Hack Your Classroom:  Learning Environments Agile Enough for Our Mobile World
  • Hillbrook School, Silicon Valley
  • Hillbrook School YouTube Page
  • Disconnect between expectations on being creative and what we give students
  • Opportunity to give spaces to assist with learning
  • Asked their design team
    • What you want learning to look like?
    • What kind of thinker do you want your students to be?
    • Team wanted students to be collaborative, go outside, own their space, no permission needed, tinkers, builders
  • Asked students where they felt most creative
    • Going outside, by a waterfall, quite place, with music playing
  • Created an Agile Learning Space
    • No front of the room
    • No teacher desk
    • Lined one wall for work
    • All furniture on wheels
    • Small student could rearrange the room
    • Reset room to diagram after use
    • Walls and table tops are writable
    • Watched from camera, how the room was used for a year
  • Behavior differences noticed
    • Student choice
      • way they do work, the order, analog and digital flow, what they are next to
    • Movement
      • Honor micro movements
      • Staying in one place can be uncomfortable and make one unfocused
      • Some students sit still, some move constantly
  • Outcomes
    • Students loved it
    • Teachers had mixed feelings
      • Felt out of control for some
      • Acoustics was noisy
      • Great for group work
      • Great for plays
      • Students are more aware of their collaboration. Their visible thinking generates more discussion.
      • Students are more apt to write out a practice problem on the tables than in their notebooks. Maybe the erase-ability lowers the risk..
  • Ongoing and future work
    • Effect of teacher desk placement on interactions
    • Effect of lighting on student and teacher energy
  • Things you can try – ways to test the waters without a budget
    • Stand or sit at the back of your classroom
    • Remove teacher-produced decorations
    • Show students it’s okay to stand up/fidget
    • Let students work outside, sit on the floor
    • Ask students how they would change the space
    • Move student desks every day for a week
    • Get rid of your desk!
    • Make materials more accessible to students without permission

Also some cool gadgets and apps were demonstrated including:
  • Serveball- www.serveball.com
    • Ball with eight cameras that takes aerial videos
    • Night, smoke, fog vision
    • Applications firefighter
  • MYO – getmyo.com
    • Gesture control armband
  • Augmented Reality Apps
    • Anatomy 4D – Human body jumps out of page, shows different layers of the body
    • CoLAR – Print, color and see your drawing in beautiful hand-animated 3D
  • Kahoot.it
    • Game based learning, challenge other players

 

 Closing Keynote

Jeff Charbonneau closed the ISTE 2014 conference with his keynote focused on “What if.”  He reminded the audience to keep kids at the center of what we do and that good teaching hasn’t changed, just the tools.  Also, as educators we must give our students the skills and techniques then allow them the freedom to grow and become independent thinkers, problem solvers to be successful in no matter what they encounter in the future.
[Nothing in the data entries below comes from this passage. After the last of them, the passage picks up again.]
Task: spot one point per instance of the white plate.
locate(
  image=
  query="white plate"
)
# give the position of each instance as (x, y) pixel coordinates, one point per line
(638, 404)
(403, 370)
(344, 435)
He asked educators, What if:
  • We started looking at different things? What if we all started working together?
  • We get asked to do something we know NOTHING about, and we just say “Yes”.
  • The desire to invent, the desire to create was what drove you? What if it gave you the courage to do something different?
  • We had the courage?
  • We asked our students to be a little more self-sufficient? BEFORE we made them more group-sufficient.
  • We accepted the fact that we don’t have to be pigeon-holed into our subject areas?
  • We abandoned our comfort zones? We dress and act differently for our kids, why don’t we do it in other areas? What if we got uncomfortable for our profession? It’s time we got uncomfortable!